Conférence dédicace d’Abraham GBOGBOU de « Clés de la langue française, de la théorie à la pratique » le 7 mars 2018 à l’Umeci – Ivoir' Press | Presse & Portails de la Côte d'Ivoire
Actualités

Conférence dédicace d’Abraham GBOGBOU de « Clés de la langue française, de la théorie à la pratique » le 7 mars 2018 à l’Umeci

Conférence dédicace d’Abraham GBOGBOU de « Clés de la langue française, de la théorie à la pratique » le 7 mars 2018 à l’Umeci
Ivoir' Press

Conférence dédicace d’Abraham GBOGBOU de « Clés de la langue française, de la théorie à la pratique » le 7 mars 2018 à l’Université Méthodiste de Côte d’Ivoire (UMECI)

 Thème : « Pourquoi faut-il enseigner le français à l’Université et dans les grandes écoles ? »

 J’ai voulu rompre avec la tradition qui veut, qu’en pareille occasion, il y ait un présentateur du livre avant la dédicace à proprement parler. « Clés de la langue française, de la théorie à la pratique », à la différence du roman, de la poésie, du théâtre, de la nouvelle, etc. est un livre qui a un caractère didactique, c’est-à-dire un livre qui peut servir à dispenser un enseignement.
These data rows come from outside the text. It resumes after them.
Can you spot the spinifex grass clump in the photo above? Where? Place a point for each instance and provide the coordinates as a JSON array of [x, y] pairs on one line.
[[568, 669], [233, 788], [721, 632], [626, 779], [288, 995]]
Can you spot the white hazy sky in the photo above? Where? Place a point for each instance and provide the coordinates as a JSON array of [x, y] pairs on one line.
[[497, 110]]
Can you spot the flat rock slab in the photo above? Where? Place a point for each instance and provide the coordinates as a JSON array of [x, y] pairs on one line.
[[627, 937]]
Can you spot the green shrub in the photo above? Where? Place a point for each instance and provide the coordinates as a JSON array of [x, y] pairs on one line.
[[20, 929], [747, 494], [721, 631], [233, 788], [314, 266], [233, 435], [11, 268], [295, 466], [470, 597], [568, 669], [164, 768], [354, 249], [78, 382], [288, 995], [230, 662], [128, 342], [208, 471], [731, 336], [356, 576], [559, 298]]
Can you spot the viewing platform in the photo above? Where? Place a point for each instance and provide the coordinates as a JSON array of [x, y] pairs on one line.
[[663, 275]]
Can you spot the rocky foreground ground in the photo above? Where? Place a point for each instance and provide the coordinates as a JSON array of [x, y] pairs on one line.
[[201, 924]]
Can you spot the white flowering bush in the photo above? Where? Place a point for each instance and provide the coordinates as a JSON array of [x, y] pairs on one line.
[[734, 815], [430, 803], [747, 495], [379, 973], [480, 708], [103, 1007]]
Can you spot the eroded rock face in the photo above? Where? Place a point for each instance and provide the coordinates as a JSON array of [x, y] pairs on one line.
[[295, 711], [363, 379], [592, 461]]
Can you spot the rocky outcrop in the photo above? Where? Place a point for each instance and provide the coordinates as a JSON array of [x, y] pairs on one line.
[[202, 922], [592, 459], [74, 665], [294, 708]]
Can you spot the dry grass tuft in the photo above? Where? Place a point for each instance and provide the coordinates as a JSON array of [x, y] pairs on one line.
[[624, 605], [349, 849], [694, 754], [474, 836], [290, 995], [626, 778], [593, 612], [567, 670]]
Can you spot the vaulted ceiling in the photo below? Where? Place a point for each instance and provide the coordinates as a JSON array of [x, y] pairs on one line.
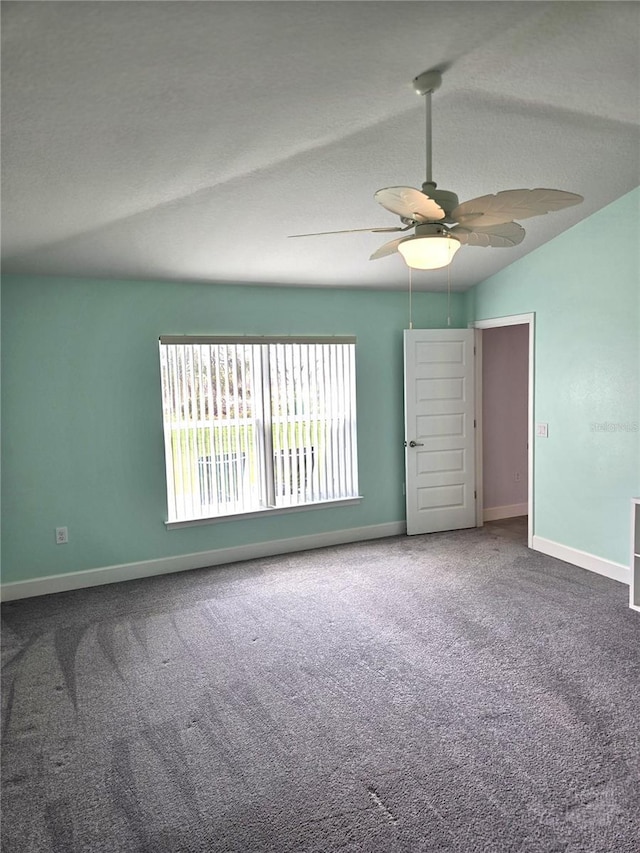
[[187, 140]]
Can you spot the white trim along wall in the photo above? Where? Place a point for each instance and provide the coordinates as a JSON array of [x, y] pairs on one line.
[[201, 560]]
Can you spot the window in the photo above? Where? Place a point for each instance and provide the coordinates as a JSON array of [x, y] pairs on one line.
[[252, 424]]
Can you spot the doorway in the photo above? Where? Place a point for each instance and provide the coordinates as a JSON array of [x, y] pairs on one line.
[[504, 413]]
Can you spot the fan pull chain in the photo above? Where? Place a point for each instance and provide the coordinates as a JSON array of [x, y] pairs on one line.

C’est donc un livre qui dénote de la littérature spécialisée.

Souffrez donc, mesdames et messieurs que je récupère une dizaine de minutes sur votre précieux temps pour intervenir sur le thème ci-après : « Pourquoi faut-il enseigner le français à l’Université et dans les grandes écoles ? » En d’autres termes, je dirais, l’enseignement du français est-il nécessaire à l’Université et dans les grandes écoles, dans un pays comme la Côte d’Ivoire où l’on apprend le français depuis le CP1 ?

Le thème tel que formulé, sous-entend que l’enseignement du français dans l’enseignement supérieur suscite des débats contradictoires. Mon  approche de celui-ci se fera en trois parties. Il s’agira pour moi  d’exposer la thèse qui milite contre l’enseignement du français après la classe de terminale d’une part (I), et  la thèse d’en exposer la position contraire d’autre part (II). Après ces tendances, j’exposerai sur les apports de Clés de la langue française, de la théorie à la pratique (III).

  1. L’ENSEIGNEMENT DU FRANÇAIS N’EST PAS NECESSAIRE A L’UNIVERSITE ET DANS LES GRANDES ECOLES

CONFERENCE DEDICACE DE «CLES DE LA LANGUE FRANCAISE, DE LA THEORIE A LA PRATIQUE » D’Abraham GBOGBOU le 7 mars 2018 à l’Université Méthodiste de Côte d’Ivoire (UMECI)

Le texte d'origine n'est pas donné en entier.